L'accord du 31 juillet 2004, et notamment son volet agricole, en organisant un effort parallèle de l'Union européenne et des Etats-Unis en termes de subventions agricoles, pourrait contribuer à désamorcer progressivement la critique croissante des pays en développement sur ce point et permettre ainsi aux négociations commerciales multilatérales d'avancer plus rapidement sur d'autres fronts.

S'agissant des services auxquels le texte adopté à Genève le 31 juillet consacre une annexe, ce qui a l'avantage de présenter un parallélisme au moins formel avec les autres volets de négociation du cycle, les pays n'ayant pas encore fait d'offre initiale sont encouragés à en déposer une avant mai 2005. En insistant sur la qualité des offres et en refusant toute exclusion sectorielle a priori, le texte préserve les conditions d'une relance des négociations sur le commerce des services. Une mention particulière est faite des intérêts offensifs des pays en développement, qui doivent être pris en compte dans la rédaction des offres (et notamment le « mode », c'est-à-dire les mouvements temporaires de fournisseurs contractuels de services).

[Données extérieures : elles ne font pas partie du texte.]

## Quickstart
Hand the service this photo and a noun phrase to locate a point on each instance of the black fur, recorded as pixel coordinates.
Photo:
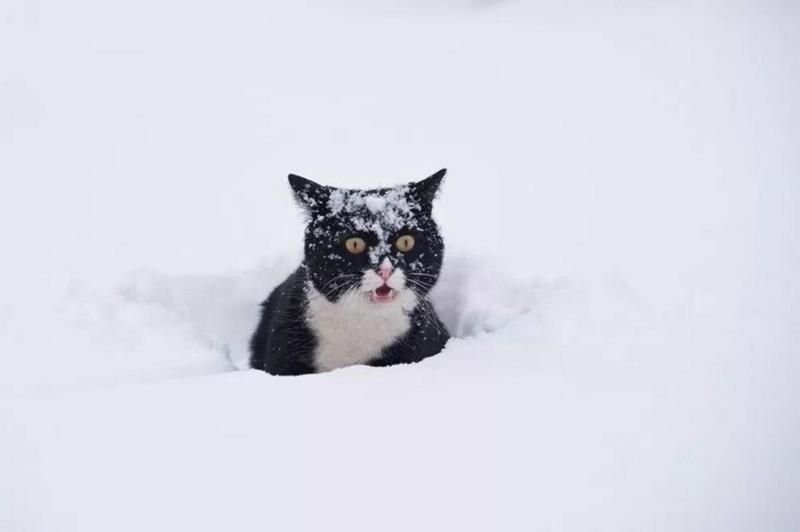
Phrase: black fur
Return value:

S'agissant des sujets de Singapour , le texte consacre l'exclusion de trois des quatre thèmes de négociation envisagés à l'agenda de Doha : l'investissement, la concurrence et la transparence dans les procédures de passation des marchés publics ; il est donc désormais acquis qu'aucun de ces sujets ne pourra faire l'objet d'un travail préalable à l'ouverture de négociations à l'OMC pendant le cycle de Doha. Le Conseil général a décidé cependant de l'ouverture de négociations sur la suppression des obstacles techniques aux échanges , avec deux nouvelles garanties pour rassurer les PED (prise en compte des capacités de mise en oeuvre et dispense de réaliser des investissements d'infrastructure au dessus de leurs moyens, prise en compte de la situation particulière des PMA).

Les principales échéances fixées dans le texte sont :

- mai 2005 : remise des offres services révisées ;

- juillet 2005 : remise du rapport du Conseil commerce et développement sur le traitement spécial et différencié, examen des progrès de mise en oeuvre par le Conseil général.

Par ailleurs, le Conseil général a donné son accord à la tenue d'une conférence ministérielle à HongKong en décembre 2005 9 ( * ) .

* 8 L'accord intervenu par consensus à l'OMC le 30 août 2003 autorise les pays ne disposant pas de capacités suffisantes dans le secteur pharmaceutique à recourir aux licences obligatoires à des fins d'exportation.

* 9 S'agissant de la réforme de l'Organe de règlement des différends, des sessions de négociation ont repris à l'automne 2003, avec pour objectif de parvenir à un compromis en mai 2004. La persistance de divergences a conduit le Conseil général, fin juillet 2004, à repousser sine die le terme de la négociation qui se prolongera désormais en dehors du cadre de l'engagement unique.